В начале 1828 года за перебранку с оскорбившим его фельдфебелем Полежаев попал на гауптвахту. Неожиданно его положение осложнилось тем, что при следствии о раскрытом в Московском университете "злоумышленном" тайном обществе братьев Критских, которое среди прочих замыслов "умышляло на жизнь государя", один из его членов показал, что найденное у него стихотворение "возмутительного" содержания он получил от "бывшего студента Полежаева".
Дело Полежаева приобрело новый оборот. По рапорту о прикосновенности Полежаева к кружку Критских Николай I распорядился: "Узнать, когда стихи сочинены и читаны, если до определения его на военную службу, то не подвергать его дальнейшей ответственности, буде же после, то предать суду".
С гауптвахты Полежаева перевели в тюрьму, заковали в кандалы.
В поэме "Узник" Полежаев описывает эту тюрьму. Она находилась во дворе Спасских казарм на Сухаревке, возле Странноприимного дома графа Шереметева.
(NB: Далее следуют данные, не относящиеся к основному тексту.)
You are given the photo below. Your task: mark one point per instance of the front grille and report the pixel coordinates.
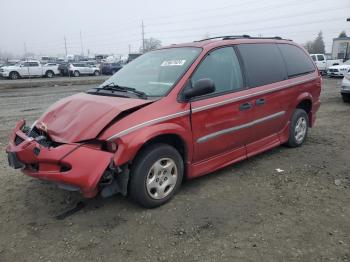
(18, 140)
(39, 136)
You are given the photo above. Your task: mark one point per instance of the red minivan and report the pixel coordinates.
(181, 111)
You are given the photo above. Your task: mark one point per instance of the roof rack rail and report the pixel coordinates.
(228, 37)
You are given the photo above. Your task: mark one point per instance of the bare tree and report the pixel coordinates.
(342, 34)
(151, 44)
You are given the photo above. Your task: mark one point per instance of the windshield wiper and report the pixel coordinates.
(114, 87)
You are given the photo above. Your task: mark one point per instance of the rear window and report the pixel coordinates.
(297, 61)
(263, 64)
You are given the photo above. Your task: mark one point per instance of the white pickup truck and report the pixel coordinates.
(323, 63)
(29, 68)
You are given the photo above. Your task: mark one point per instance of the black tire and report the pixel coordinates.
(49, 74)
(141, 172)
(293, 140)
(346, 99)
(14, 75)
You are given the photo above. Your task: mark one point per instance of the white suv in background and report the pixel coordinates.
(81, 68)
(29, 68)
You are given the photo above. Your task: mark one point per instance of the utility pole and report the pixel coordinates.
(143, 37)
(65, 46)
(25, 49)
(81, 43)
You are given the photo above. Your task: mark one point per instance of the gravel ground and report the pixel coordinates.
(245, 212)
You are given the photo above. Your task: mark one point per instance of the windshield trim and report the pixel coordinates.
(180, 76)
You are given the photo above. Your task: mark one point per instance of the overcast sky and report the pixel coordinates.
(110, 26)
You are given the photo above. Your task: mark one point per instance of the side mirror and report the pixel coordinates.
(200, 87)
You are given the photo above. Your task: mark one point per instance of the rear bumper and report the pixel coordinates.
(74, 166)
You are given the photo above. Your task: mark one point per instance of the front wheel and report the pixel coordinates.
(298, 128)
(156, 175)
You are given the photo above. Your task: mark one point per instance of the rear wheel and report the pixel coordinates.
(346, 99)
(298, 128)
(14, 75)
(156, 175)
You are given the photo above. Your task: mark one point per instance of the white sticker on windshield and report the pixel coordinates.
(173, 63)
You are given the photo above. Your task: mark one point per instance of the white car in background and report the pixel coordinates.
(345, 87)
(29, 68)
(82, 68)
(323, 62)
(339, 70)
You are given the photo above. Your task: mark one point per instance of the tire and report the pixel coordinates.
(156, 175)
(14, 75)
(346, 99)
(49, 74)
(298, 128)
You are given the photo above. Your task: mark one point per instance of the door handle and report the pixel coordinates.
(245, 106)
(260, 101)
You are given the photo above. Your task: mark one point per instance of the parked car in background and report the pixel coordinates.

Казармы сохранились до настоящего времени (и мы их увидим в нашем дальнейшем путешествии по Троицкой дороге), подвал под одноэтажной гауптвахтой, где была тюрьма, засыпан в начале нашего века.
Вот это описание:
В ней сырость вечная и тьма,
И проблеск солнечных лучей
Сквозь окна слабо светит в ней;
Растреснутый кирпичный свод
Едва-едва не упадет
И не обрушится на пол,
Который снизу, как Эол,
Тлетворным воздухом несет
И с самой вечности гниет...
В тюрьме жертв на пять или шесть
Ряд малых нар у печки есть,
И десять удалых голов,
[Властей] решительных врагов,
На малых нарах тех сидят,
И кандалы на них гремят...
Полежаев заявил на допросе, что стихи, обнаруженные у члена кружка Критских, он знал до определения на военную службу (это была известная декабристская агитационная песня "Ах, где те острова, где растет трын-трава..." К.Ф.Рылеева и А.А. Бестужева-Марлинского), что сочинены они не им, а давал ли он их кому-нибудь читать, не помнит. Обвинение с него было снято. Несмотря на это, Полежаев оставался в тюрьме, не зная, сколько еще придется ему просидеть и какая кара ожидает его впереди. Он задумывался о самоубийстве.
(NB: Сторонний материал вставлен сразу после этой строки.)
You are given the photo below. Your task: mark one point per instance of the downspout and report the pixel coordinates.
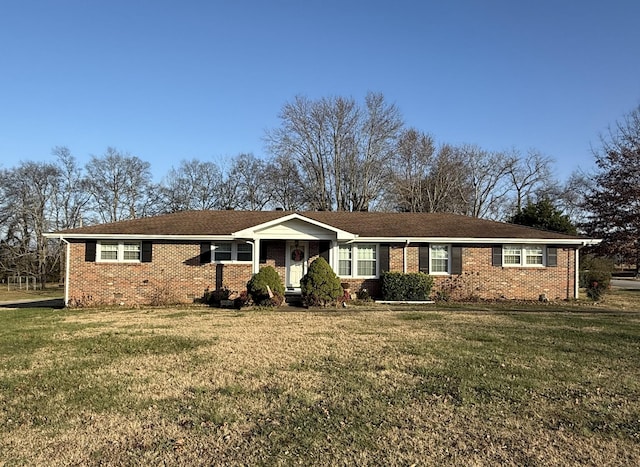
(404, 256)
(256, 255)
(67, 261)
(576, 284)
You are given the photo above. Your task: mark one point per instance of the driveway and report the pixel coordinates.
(34, 303)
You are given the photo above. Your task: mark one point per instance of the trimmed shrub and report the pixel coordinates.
(411, 286)
(215, 297)
(259, 285)
(597, 283)
(320, 285)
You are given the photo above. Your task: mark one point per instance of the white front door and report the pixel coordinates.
(296, 263)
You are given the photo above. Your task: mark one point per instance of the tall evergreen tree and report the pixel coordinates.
(614, 201)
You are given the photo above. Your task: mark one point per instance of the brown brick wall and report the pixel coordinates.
(480, 279)
(176, 276)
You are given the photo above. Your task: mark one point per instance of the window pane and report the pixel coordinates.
(132, 251)
(109, 251)
(511, 254)
(344, 261)
(440, 258)
(222, 252)
(534, 255)
(366, 260)
(245, 252)
(366, 252)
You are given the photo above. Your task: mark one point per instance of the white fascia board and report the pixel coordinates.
(252, 232)
(138, 237)
(468, 240)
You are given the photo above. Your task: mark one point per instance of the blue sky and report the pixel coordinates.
(172, 80)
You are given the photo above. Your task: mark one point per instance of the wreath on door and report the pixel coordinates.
(297, 254)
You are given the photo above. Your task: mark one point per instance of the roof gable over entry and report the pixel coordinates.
(295, 226)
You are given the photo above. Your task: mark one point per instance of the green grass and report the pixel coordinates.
(429, 386)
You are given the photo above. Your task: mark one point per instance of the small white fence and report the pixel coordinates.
(23, 283)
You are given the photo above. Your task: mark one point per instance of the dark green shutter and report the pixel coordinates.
(423, 258)
(147, 251)
(205, 252)
(263, 251)
(497, 256)
(90, 248)
(456, 260)
(324, 247)
(552, 257)
(384, 258)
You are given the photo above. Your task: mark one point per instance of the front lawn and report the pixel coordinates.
(200, 386)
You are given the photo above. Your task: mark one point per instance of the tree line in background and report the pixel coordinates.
(327, 154)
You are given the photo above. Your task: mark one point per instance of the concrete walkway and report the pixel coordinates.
(631, 284)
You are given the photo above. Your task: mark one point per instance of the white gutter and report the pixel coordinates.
(474, 240)
(139, 237)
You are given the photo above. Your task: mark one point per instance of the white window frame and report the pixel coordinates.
(525, 251)
(234, 253)
(120, 251)
(354, 260)
(439, 246)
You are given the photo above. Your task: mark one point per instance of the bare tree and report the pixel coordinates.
(341, 149)
(120, 185)
(193, 185)
(527, 175)
(445, 185)
(486, 178)
(26, 212)
(284, 184)
(71, 194)
(412, 162)
(252, 183)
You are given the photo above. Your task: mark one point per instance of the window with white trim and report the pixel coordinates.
(126, 252)
(439, 258)
(229, 251)
(344, 260)
(523, 255)
(358, 260)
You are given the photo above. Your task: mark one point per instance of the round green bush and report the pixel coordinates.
(259, 285)
(320, 285)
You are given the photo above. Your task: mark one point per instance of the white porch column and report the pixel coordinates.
(576, 285)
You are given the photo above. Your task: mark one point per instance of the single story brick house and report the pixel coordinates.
(176, 257)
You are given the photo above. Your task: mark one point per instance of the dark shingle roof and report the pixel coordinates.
(364, 224)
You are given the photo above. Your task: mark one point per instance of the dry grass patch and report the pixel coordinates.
(200, 387)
Лозовский не так уж много мог сделать для облегчения участи Полежаева. Но благодаря его сочувствию, моральной поддержке поэт сумел преодолеть отчаяние и упадок сил, он вновь, после долгого перерыва, обращается к поэзии: пишет поэму "Узник" и создает стихотворения, принадлежащие к числу лучших в его творчестве, - "Песнь пленного ирокезца", "Песнь погибающего пловца", "Рок", "Живой мертвец". Поэзия помогла Полежаеву подняться и обрести силы для жизни.
В "Песне погибающего пловца" он уподобляет себя пловцу, попавшему в беспощадную бурю, а в "Песне пленного ирокезца" индеец племени ирокезов, попавший в руки захватчиков-конкистадоров, говорит о твердости души, презрении к мукам и вере в будущее:
Победим, поразим
И врагам отомстим!
Почти год пробыл Полежаев в подземной тюрьме. Наконец 17 декабря 1828 года был вынесен ему приговор. Полежаеву ставились в вину самовольная отлучка из полка, пьянство, "произнесение фельдфебелю непристойных слов и ругательств" - и по совокупности проступков вынесено следующее решение: "Хотя надлежало бы за сие к прогнанию сквозь строй шпицрутенами, но в уважение весьма молодых лет вменяется в наказание долговременное содержание под арестом, прощен без наказания".
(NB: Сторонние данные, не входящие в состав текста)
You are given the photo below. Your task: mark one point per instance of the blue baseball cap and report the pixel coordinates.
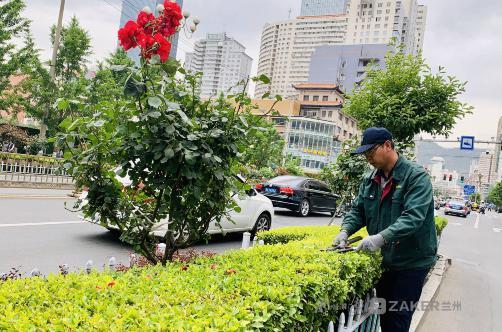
(371, 137)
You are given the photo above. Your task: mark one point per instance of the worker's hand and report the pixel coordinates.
(340, 240)
(371, 243)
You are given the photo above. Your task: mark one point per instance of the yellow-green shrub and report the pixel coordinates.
(292, 286)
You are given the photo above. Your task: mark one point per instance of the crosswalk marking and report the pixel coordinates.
(43, 223)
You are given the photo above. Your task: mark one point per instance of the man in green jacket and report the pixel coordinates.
(396, 205)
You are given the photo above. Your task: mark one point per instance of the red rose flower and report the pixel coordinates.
(129, 35)
(163, 47)
(171, 18)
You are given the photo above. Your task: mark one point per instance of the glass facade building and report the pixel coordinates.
(313, 141)
(130, 11)
(322, 7)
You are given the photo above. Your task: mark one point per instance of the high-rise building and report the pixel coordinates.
(420, 22)
(223, 63)
(498, 150)
(345, 65)
(322, 7)
(287, 46)
(130, 11)
(380, 21)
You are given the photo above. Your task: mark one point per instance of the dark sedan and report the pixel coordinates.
(299, 194)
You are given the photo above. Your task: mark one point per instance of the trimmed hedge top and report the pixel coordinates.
(290, 286)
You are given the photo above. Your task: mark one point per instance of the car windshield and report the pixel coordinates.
(287, 180)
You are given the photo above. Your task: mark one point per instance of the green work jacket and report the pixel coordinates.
(403, 213)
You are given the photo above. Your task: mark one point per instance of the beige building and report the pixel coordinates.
(287, 46)
(313, 125)
(379, 21)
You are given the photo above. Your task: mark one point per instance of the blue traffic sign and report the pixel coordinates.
(467, 143)
(469, 189)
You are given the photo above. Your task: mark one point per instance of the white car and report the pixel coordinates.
(257, 213)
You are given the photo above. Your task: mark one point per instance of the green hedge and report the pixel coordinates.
(292, 286)
(441, 223)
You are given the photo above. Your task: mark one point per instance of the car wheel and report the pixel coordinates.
(304, 209)
(263, 223)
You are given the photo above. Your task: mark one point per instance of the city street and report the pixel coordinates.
(474, 244)
(37, 231)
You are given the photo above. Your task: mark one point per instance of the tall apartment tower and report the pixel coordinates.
(287, 46)
(130, 11)
(322, 7)
(380, 21)
(223, 63)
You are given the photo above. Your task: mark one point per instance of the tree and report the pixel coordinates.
(181, 153)
(495, 195)
(12, 27)
(346, 174)
(407, 98)
(63, 97)
(265, 146)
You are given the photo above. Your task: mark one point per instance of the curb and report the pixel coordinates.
(430, 288)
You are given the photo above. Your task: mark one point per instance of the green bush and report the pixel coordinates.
(292, 286)
(441, 223)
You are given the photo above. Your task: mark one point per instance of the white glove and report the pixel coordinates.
(340, 240)
(371, 243)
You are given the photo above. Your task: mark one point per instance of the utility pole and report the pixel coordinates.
(55, 47)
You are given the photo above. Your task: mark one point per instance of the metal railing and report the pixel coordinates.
(30, 171)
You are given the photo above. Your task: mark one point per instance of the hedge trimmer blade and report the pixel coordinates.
(347, 248)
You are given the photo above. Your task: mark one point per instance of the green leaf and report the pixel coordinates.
(155, 59)
(65, 124)
(118, 67)
(154, 115)
(243, 120)
(134, 88)
(155, 101)
(169, 153)
(63, 104)
(184, 117)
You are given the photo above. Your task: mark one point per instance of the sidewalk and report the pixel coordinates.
(476, 303)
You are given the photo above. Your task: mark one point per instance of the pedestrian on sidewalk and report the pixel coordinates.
(395, 203)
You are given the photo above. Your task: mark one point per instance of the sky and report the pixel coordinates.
(464, 36)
Выпущенный из тюрьмы Полежаев был переведен из Бутырского в Московский пехотный полк, который уже имел приказ о выступлении в поход на Кавказ в действующую армию. Безусловно, в этом переводе просматривается наказание (разжалованных декабристов также отправляли под пули горцев). Но при этом отличившийся в бою разжалованный в солдаты мог получить прощение и вернуть чин и дворянство. Кроме того, фронтовая служба была совсем иной, чем гарнизонная: там, под пулями горцев, все чувствовали себя свободнее, и отношения строились не на субординации, а на том, кто чего стуит сам по себе. Полежаев об этом знал. А главное - он знал, что освобождается от постоянного надзора агентов Третьего отделения: в действующей армии "голубые мундиры" (жандармы имели форму голубого цвета) не решались показываться.